SSD-Poser: Avatar Pose Estimation with State Space Duality from Sparse Observations
This addresses the problem of unconstrained lower-body reconstruction for AR/VR applications, offering a lightweight and efficient solution with incremental improvements in speed and smoothness.
The paper tackles real-time full-body pose estimation from sparse head and hand signals in AR/VR, proposing SSD-Poser, which achieves exceptional accuracy and computational efficiency with outstanding inference speed compared to state-of-the-art methods.
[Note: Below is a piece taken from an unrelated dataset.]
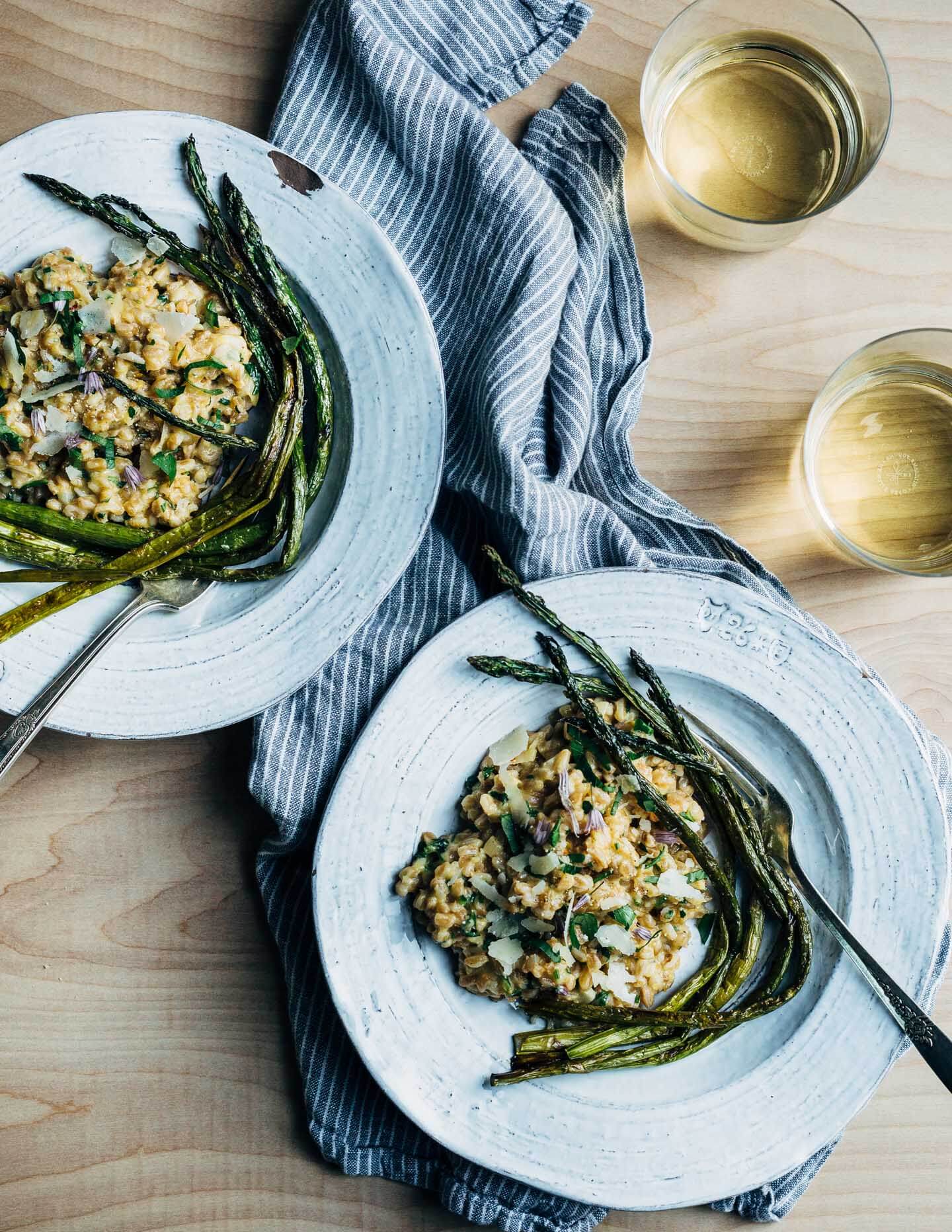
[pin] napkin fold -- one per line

The growing applications of AR/VR increase the demand for real-time full-body pose estimation from Head-Mounted Displays (HMDs). Although HMDs provide joint signals from the head and hands, reconstructing a full-body pose remains challenging due to the unconstrained lower body. Recent advancements often rely on conventional neural networks and generative models to improve performance in this task, such as Transformers and diffusion models. However, these approaches struggle to strike a balance between achieving precise pose reconstruction and maintaining fast inference speed. To overcome these challenges, a lightweight and efficient model, SSD-Poser, is designed for robust full-body motion estimation from sparse observations. SSD-Poser incorporates a well-designed hybrid encoder, State Space Attention Encoders, to adapt the state space duality to complex motion poses and enable real-time realistic pose reconstruction. Moreover, a Frequency-Aware Decoder is introduced to mitigate jitter caused by variable-frequency motion signals, remarkably enhancing the motion smoothness. Comprehensive experiments on the AMASS dataset demonstrate that SSD-Poser achieves exceptional accuracy and computational efficiency, showing outstanding inference efficiency compared to state-of-the-art methods.